– А почему не дострелили меня?

– Не знаю, может быть, исполнитель акции не успел этого сделать… Мы примчались к мосту спустя полминуты, ну, может быть, минуту.

– А кто был исполнителем акции?

– На мосту рядом с Бородой был еще один труп… Мужик с револьвером…

– Почему труп? Его застрелили вы, или это успел сделать Борода?

– Ну что мы, идиоты, что ли? Разве мы могли застрелить такого свидетеля… Он нам живой был нужен, а застрелил его, я так думаю, второй сообщник…

– Конечно, так в этом случае должен быть сделать второй человек или другие люди. Далеко они не могли уйти, вы не обыскали лес?

– Понимаешь, – опять поморщился Базыка, – я с собой взял необстрелянных ребят… Ну не думал, что у нас на юге что-нибудь может случиться… Я с тобой пока возился, а они обшарили все вокруг, но в лес далеко не пошли… В лес особо не сунешься, если оттуда выстрелить могут.

– И все же полминуты срок слишком большой. Что же произошло там и почему не дострелили меня?

– Я, честно говоря, тоже этому удивляюсь.

– Я лежал на берегу или был в воде?

– На берегу, но ты был мокрый, и можно было точно сказать, что ты был в воде. Наверное, ты упал в воду, а потом выбрался на берег.

– Как же я мог выбраться на берег без сознания и со сломанными ребрами.

– Тоже удивительно, но тут всякое может быть, – Базыку опять понесло, – одного моего бойца пополам перерубили. Одна половинка осталась в седле, а вторая – упала на землю, а потом стала ползти к нему за стремена цепляться… Ну что ты глава закрыл, да ты, брат, слабак, как же ты будешь бороться с бандитизмом?

Базыка еще о чем-то говорил, но он не слушал его.

«Борода, Борода – мужик в картузе, сапогах и по уши заросший русыми волосами, которые нисколько не смягчали его суровую внешность. И с бородой он так же был похож на разбойника, как и без бороды. Как же мне быть теперь? Где искать этот распроклятый архив, етить твою…»

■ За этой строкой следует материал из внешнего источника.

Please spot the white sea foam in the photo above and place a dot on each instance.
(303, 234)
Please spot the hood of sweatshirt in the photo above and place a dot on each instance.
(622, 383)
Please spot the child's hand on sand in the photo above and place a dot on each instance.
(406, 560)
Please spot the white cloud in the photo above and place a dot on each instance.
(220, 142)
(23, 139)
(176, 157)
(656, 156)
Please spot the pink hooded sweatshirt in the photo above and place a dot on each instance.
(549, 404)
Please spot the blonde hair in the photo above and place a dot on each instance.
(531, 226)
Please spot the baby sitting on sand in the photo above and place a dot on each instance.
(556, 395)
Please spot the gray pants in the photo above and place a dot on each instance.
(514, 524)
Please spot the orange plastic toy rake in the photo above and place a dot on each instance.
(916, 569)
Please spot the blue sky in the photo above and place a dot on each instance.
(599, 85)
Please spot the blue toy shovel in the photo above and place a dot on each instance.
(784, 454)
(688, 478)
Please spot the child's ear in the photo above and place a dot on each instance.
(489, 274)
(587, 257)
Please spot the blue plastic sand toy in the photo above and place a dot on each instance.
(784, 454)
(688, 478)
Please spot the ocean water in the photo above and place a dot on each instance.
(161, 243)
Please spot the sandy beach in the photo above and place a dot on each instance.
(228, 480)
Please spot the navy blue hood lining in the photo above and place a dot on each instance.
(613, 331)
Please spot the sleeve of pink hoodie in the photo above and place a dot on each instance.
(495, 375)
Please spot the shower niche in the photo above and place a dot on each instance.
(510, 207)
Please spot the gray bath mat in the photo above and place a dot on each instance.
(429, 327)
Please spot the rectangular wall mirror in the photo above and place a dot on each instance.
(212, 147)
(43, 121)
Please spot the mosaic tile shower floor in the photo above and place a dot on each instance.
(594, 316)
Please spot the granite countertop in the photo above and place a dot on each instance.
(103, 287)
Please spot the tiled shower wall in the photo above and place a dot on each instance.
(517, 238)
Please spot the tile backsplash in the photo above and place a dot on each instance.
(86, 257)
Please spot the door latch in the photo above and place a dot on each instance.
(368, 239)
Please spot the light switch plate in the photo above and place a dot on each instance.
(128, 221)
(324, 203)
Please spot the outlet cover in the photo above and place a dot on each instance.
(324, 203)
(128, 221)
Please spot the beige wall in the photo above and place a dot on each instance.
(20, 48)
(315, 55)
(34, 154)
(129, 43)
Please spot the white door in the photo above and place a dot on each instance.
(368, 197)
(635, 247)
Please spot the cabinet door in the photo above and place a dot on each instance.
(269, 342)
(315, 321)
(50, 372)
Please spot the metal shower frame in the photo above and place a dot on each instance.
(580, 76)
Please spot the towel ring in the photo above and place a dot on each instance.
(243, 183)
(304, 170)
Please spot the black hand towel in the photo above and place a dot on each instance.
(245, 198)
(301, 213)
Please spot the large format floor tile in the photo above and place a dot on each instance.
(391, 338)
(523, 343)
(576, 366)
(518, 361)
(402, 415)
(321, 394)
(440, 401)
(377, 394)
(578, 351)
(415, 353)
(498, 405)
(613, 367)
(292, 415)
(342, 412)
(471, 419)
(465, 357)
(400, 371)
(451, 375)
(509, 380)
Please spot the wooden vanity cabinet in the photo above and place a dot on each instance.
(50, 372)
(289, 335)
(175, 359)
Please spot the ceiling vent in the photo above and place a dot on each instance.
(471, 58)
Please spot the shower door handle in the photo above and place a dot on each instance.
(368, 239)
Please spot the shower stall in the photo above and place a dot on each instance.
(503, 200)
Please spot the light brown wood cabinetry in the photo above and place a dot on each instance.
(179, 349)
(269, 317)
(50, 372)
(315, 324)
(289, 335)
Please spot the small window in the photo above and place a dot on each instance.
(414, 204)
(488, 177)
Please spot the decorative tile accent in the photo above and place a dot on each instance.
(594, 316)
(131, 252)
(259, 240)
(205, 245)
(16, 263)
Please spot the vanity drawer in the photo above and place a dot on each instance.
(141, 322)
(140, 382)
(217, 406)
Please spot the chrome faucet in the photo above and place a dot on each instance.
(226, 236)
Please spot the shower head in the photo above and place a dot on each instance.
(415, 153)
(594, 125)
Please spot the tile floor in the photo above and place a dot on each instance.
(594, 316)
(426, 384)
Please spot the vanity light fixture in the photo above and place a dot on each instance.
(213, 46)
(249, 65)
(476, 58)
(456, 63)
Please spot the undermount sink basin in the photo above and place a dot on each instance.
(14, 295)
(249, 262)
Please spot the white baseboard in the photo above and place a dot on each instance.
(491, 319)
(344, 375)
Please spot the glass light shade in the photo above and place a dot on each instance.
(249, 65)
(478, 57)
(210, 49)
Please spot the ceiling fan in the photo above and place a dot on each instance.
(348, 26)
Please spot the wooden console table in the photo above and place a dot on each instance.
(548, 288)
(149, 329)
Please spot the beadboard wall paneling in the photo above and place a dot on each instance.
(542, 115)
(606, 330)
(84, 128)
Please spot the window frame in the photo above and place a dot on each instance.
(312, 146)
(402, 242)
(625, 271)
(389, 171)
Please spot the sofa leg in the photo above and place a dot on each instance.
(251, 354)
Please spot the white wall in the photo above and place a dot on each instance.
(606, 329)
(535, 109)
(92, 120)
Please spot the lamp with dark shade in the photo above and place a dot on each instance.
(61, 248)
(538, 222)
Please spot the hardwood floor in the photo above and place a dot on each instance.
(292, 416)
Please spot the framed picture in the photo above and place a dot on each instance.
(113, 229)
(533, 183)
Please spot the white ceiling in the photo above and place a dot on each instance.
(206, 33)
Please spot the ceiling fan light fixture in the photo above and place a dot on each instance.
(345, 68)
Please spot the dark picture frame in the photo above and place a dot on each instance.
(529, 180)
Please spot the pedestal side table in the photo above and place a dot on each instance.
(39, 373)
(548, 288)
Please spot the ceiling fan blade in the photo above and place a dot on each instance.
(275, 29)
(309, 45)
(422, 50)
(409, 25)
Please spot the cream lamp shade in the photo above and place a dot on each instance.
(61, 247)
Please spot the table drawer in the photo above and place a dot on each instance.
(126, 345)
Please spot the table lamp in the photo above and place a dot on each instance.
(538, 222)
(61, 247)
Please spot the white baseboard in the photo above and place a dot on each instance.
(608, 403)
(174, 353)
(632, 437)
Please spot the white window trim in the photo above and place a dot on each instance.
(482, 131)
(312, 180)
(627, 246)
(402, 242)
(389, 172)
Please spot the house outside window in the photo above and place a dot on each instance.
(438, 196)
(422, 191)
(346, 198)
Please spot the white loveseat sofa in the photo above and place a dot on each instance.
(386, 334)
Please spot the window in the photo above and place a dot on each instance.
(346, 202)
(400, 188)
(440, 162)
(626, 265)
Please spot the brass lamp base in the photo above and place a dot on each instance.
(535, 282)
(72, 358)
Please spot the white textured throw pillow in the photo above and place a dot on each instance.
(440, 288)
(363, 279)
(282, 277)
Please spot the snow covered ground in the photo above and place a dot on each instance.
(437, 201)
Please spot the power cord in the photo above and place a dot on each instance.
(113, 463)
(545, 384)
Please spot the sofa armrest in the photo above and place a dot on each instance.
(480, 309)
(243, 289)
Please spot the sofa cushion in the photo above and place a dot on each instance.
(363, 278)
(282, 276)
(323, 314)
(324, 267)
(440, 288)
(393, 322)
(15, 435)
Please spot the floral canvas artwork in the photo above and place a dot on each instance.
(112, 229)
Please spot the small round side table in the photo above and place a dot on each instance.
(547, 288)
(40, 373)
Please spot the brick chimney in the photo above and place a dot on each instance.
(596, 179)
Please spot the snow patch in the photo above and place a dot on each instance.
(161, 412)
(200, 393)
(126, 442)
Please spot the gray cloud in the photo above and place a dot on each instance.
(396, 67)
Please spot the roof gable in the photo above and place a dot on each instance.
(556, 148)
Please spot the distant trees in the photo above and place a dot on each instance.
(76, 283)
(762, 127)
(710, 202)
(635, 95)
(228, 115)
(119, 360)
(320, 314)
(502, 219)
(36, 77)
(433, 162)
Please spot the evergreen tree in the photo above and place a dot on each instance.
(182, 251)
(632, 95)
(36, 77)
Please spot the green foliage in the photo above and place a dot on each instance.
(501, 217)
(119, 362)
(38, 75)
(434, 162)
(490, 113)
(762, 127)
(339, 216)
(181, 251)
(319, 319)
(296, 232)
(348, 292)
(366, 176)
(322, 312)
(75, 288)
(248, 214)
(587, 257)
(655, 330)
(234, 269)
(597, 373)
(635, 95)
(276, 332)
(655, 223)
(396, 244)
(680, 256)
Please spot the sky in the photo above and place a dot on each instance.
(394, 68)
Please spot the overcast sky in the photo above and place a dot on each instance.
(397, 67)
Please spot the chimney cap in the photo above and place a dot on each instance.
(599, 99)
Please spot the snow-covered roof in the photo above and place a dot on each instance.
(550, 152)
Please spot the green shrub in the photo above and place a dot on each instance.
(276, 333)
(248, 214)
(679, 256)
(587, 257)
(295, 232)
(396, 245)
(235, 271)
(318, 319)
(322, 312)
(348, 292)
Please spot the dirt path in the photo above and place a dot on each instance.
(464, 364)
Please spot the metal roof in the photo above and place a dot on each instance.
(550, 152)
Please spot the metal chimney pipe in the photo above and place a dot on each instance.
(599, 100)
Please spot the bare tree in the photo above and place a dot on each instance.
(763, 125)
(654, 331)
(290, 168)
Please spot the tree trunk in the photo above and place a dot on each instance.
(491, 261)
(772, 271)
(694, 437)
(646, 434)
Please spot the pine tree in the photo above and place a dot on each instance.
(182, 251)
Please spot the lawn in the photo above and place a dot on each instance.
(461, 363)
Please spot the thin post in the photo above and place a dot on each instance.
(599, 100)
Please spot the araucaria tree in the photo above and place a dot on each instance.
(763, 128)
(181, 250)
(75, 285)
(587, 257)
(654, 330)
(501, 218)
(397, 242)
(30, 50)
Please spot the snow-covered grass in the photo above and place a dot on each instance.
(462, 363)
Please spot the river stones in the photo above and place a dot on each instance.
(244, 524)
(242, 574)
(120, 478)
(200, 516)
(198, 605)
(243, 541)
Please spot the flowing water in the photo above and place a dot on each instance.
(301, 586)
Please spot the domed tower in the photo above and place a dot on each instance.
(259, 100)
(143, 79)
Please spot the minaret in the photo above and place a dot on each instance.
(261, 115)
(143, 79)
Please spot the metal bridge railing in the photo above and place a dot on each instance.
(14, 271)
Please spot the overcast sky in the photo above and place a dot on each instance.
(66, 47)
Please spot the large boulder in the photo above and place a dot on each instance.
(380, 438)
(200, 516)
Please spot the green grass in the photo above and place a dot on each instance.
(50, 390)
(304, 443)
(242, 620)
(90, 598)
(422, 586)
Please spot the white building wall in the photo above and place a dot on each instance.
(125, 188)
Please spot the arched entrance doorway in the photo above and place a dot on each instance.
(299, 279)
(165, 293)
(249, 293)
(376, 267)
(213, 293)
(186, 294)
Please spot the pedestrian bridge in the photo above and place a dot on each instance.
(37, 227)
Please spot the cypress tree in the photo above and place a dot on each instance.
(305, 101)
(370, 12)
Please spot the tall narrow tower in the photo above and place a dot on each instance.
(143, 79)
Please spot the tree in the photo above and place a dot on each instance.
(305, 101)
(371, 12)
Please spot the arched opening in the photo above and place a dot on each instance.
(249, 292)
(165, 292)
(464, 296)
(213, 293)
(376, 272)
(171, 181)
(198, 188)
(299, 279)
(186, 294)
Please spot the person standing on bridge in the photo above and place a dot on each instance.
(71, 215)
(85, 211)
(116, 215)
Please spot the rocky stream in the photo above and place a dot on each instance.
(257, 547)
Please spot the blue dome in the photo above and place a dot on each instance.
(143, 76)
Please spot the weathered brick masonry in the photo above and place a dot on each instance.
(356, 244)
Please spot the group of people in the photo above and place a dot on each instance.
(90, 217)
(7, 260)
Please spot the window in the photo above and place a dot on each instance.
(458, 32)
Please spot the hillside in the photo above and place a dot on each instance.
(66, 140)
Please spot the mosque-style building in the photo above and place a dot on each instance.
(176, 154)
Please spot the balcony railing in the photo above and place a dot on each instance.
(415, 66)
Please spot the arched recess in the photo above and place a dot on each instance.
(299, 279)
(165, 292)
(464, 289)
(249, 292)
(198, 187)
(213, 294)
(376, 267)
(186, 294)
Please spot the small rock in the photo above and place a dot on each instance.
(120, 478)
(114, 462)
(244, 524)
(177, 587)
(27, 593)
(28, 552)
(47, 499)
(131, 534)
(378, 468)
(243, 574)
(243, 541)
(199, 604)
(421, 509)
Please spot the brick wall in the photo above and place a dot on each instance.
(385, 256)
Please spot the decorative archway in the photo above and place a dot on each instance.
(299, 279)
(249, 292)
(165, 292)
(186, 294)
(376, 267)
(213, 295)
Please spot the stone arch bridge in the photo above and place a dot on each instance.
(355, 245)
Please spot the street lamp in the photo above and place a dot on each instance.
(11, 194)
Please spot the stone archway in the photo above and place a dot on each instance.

– Ну, я побег, выздоравливай, – донесся до него голос Базыки. – Василич, посмотри за больным.

«Ах, Борода, Борода, что же мне теперь делать? Как я обрадовался, услышав, что ты нашел этот распроклятый архив и надежно спрятал его в другом месте!..»

Все это он узнал за минуту до въезда на мост. Борода, задерганный постоянными провалами операций, решил, никому не доверяя, самому найти и изъять архив.

«Я сделал это по-рабоче-крестьянски, – сказал Борода ему, – пришел, увидел, перепрятал… Теперь его не только банда, сам черт не найдет».

Где уж ему тягаться с чертом. А как все хорошо складывалось. Ведь даже в отделе никто не знал о том, что Борода изъял и перепрятал архив. Значит, обеспечить транспортировку его в Новониколаевск не составило бы особого труда, а вот теперь… Теперь транспортировать нечего…

– Василич, – позвал он, – Василич…

Появился фельдшер.

– Надо выписываться, – произнес он.

– Рано, – ответил тот, – вы еще не окрепли, слабы, и у вас, батенька, возможны рецидивы.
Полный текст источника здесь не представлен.